Világgazdaság poinformował, że coraz więcej firm inwestycyjnych zachęca spółki ze swojego portfela do skupienia się na produkcji produktów maksymalnie służących zdrowemu stylowi życia.

Inwestorzy reformujący, którzy koncentrują się na zrównoważonym rozwoju, byli już w stanie przyspieszyć prawdziwą zieloną transformację w dużych koncernach naftowych – takich jak Shell, BP i Exxon Mobil – wywierając presję, więc ich skoncentrowane działania przeciwko gigantom przemysłu spożywczego również mogą przynieść rezultaty.

NESTLÉ, DANONE, KELLOGG, KRAFT HEINZ I ICH FIRMY ZNAJDUJĄ SIĘ NIEDAWNO NA ROZSCIEŻKACH, ABY skłonić tych gigantów do podjęcia PRAWDZIWYCH KROKÓW W CELU ZAOPATRZENIA W ZDROWĄ ŻYWNOŚĆ.

Tym razem jednak żądającymi nie są ekolodzy, ale biznesmeni i inwestorzy, którzy mają za sobą kapitał wart ponad 3 miliardy dolarów, gotowi przekonać oporne firmy do zmiany, ale łatwo ich wypchnąć.

Rzecznicy reformatorów, Legal & General Investment Management oraz BMO Global Asset Management

ZWRÓCILI SIĘ W LISTIE DO KIEROWNICTWA SPÓŁEK SPOŻYWCZYCH W SWOIM PORTFELU, ABY ZŁOŻYĆ NA NAJBLIŻSZYM DOROCZNYM SPOTKANIEM CO ZROBILI W DZIEDZINIE ROZSZERZANIA OFERTY ZDROWEJ ŻYWNOŚCI ORAZ CO PLANUJĄ ZROBIĆ W ZAKRESIE CHRONOLOGICZNEJ CHOROBY DOTYCZĄCEJ SPOŁECZEŃSTW OPIECZNYCH.

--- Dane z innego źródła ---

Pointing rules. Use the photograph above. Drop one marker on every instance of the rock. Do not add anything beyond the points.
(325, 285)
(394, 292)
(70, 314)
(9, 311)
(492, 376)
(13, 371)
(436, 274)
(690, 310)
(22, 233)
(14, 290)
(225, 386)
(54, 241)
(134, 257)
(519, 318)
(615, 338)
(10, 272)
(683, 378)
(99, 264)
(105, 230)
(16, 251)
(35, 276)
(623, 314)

Inwestorzy instytucjonalni otrzymują profesjonalne wsparcie m.in. ShareAction, organizacji non-profit zajmującej się odpowiedzialnym inwestowaniem, i to również dzięki temu jeden z gigantów, brytyjsko-holenderski Unilever, już skapitulował: jego zarząd zobowiązał się do nie zmieniają „świadectwa” zdrowotnego swojego portfela żywności są wydawane tylko na podstawie własnych kontrolowanych pomiarów, ale także wyniki pomiarów zewnętrznych, niezależnych instytucji – takich jak Access to Nutrition Initiative (ATNI) – pojawiają się w ocenę, aby konsument mógł uzyskać obiektywny obraz rzeczywistych zagrożeń dla zdrowia związanych z produktem.

Firmy również ponoszą ogromną odpowiedzialność, ale ponieważ żyją z rynku i są nastawione na zysk, co zrozumiałe, błyszczą. Na przykład Nestlé dwa lata temu sklasyfikowało 80,5 procent swoich produktów w kategorii produktów zdrowych, podczas gdy niezależne pomiary ATNI wykazały tylko 43 procent. Od tego czasu szwajcarska firma wzrosła do 60 procent, co oznacza, że ​​wciąż ma miejsce na ulepszenia.